Il est vrai que l’humanité se privera d’une expérience étrange : le rassemblement dans un lieu vaste et majestueux, où flotte des parfums inhabituels, dans la fraîcheur, dans le froid sec, dans une douce chaleur. Dans un lieu silencieux ou au contraire animé d’une musique, d’un chant ou d’un bref brouhaha de chuchotements ou de répons et où une personne, revêtue d’un vêtement original, déclame dans le silence de l’assistance et dans ses propres échos.


Une publicité « voyante et claironnante» devra être faite sur les activités de manipulation mentale.


1 peut-être ont-ils eux aussi leur utopie qui se trouve ainsi contrariée ?



2 cf. « le registre des controverses de Torrederivante, la structure »

3 bien sûr validée par l’auteur

4 read the fuking manual, (lis le putain de manuel) v. par exemple : http://lexique.usenet.free.fr

5si l’on en croit des auteurs comme Bill Joy (wired,avril2002) quoique l’un des éléments de cette théorie : les nanomoteurs, ne soient pas encore au rendez-vous, à l’exception du champ de la génétique où nous avons la chance que ça marche à peu près tout seul. Sur la base de quelle énergie ces nanomoteurs peuvent-ils prendre leur autonomie ?

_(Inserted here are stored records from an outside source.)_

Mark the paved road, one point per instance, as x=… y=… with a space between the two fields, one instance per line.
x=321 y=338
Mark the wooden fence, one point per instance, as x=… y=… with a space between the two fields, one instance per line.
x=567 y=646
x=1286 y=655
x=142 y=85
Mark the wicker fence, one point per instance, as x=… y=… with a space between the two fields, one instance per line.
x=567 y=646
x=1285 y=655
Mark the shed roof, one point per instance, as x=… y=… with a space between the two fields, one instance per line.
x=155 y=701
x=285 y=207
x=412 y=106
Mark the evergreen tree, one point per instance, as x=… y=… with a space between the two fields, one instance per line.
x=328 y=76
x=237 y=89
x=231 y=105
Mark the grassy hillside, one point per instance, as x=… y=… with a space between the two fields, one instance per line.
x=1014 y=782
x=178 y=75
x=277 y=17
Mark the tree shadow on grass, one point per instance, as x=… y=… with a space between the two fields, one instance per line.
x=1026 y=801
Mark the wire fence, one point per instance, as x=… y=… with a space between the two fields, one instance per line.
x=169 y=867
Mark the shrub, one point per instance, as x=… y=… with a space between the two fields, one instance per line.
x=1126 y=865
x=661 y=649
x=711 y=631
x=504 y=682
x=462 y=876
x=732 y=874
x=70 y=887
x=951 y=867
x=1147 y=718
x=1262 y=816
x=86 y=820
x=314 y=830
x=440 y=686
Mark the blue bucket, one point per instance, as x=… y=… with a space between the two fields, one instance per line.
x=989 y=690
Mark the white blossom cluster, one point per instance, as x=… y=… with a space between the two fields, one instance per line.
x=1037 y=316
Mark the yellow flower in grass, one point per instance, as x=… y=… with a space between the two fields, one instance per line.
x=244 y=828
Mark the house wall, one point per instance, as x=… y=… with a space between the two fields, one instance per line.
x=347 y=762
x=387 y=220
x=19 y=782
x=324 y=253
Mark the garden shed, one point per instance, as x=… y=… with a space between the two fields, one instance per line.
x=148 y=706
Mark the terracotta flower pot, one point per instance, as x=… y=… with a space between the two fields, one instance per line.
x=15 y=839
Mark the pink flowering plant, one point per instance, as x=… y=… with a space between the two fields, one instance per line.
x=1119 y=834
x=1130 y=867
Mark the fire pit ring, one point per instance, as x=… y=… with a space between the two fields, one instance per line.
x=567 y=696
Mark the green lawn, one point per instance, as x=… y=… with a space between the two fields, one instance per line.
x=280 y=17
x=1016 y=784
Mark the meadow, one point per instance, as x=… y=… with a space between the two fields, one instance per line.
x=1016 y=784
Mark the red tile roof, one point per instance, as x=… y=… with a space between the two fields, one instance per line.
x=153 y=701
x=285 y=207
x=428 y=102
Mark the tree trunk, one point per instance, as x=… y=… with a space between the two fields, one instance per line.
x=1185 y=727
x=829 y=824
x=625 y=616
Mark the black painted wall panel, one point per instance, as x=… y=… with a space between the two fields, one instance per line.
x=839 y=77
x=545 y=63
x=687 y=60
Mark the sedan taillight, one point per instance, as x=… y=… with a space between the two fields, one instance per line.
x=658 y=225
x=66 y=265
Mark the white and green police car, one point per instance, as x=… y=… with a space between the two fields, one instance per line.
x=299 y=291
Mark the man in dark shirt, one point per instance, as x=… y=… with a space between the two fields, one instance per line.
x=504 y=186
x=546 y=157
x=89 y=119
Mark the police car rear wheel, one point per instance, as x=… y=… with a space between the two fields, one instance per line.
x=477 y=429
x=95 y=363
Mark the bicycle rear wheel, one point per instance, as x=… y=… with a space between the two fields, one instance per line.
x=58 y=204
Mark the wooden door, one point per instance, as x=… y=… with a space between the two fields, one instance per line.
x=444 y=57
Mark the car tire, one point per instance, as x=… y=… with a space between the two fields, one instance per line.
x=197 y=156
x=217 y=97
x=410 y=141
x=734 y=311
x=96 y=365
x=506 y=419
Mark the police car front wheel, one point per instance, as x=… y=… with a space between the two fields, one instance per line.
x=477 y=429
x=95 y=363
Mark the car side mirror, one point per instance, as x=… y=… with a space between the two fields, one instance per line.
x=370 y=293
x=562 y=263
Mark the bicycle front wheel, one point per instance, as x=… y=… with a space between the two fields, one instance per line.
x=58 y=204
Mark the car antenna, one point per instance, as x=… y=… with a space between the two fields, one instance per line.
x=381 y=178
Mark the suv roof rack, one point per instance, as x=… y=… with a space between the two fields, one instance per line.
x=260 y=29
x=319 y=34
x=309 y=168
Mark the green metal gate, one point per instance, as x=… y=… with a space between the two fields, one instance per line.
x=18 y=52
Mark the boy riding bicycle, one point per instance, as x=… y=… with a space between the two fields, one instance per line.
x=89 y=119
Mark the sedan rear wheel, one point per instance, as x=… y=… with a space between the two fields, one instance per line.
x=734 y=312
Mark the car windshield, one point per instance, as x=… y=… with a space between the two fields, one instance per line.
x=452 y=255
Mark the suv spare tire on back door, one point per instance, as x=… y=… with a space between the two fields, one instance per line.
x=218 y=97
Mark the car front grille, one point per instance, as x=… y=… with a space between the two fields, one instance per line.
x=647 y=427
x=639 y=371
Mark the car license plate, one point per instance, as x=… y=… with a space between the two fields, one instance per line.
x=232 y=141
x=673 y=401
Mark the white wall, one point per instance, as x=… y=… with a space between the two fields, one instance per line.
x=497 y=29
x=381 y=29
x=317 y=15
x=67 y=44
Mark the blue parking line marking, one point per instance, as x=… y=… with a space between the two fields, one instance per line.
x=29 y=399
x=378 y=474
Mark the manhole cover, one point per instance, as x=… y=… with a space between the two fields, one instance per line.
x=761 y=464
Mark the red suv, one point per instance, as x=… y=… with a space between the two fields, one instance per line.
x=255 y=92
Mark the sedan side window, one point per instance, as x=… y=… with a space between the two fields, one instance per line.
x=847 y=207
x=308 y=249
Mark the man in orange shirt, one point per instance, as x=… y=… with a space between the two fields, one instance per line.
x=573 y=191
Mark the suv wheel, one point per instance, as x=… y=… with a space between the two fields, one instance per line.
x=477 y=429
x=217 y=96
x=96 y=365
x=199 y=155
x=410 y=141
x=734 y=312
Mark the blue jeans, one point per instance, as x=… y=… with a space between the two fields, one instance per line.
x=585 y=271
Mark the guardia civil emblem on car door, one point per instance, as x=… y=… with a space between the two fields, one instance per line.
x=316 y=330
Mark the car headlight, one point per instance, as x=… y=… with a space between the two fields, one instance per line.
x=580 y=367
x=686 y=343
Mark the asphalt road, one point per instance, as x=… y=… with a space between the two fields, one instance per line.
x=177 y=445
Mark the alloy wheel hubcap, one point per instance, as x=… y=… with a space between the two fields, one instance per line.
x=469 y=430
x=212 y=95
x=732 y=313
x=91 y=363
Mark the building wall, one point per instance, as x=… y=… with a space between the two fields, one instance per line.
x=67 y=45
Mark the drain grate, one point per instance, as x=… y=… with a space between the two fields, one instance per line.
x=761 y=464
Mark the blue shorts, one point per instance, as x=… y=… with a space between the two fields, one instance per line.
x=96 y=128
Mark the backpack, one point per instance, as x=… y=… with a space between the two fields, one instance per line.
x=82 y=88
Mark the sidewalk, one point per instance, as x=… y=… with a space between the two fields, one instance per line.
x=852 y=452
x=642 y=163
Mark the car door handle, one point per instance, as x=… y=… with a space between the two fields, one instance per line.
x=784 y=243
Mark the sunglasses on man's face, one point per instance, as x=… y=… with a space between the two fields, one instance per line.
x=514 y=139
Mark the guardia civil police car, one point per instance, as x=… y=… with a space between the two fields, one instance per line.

6 Savoir scientifique, grammatical, lexical, etc

7 Savoir métaphysique, religieux, psychologique, sociologique, littéraire, artistique, etc

8 et sur la croyance d’une majorité d’être dans la bonne hiérarchie ou de l’impossibilité d’en sortir

9 Si quelque chose peut merder, inéluctablement ça merdoira

10 Chacun progresse dans une hiérarchie jusqu’à atteindre son niveau d’incompétence

11 l’art de se glisser une poutre dans l’oeil

12 Selon le degré de fragilité psychologique il serait illusoire d’attendre la manifestation du libre-arbitre à l’état naturel. Un accompagnement est nécessaire.

13 Les réunions politiques lorsqu’elles tirent les leçons des bilans produisent des évaluations des structures de production (contrairement au système actuel, il y a imbrication du politique et de l’économique).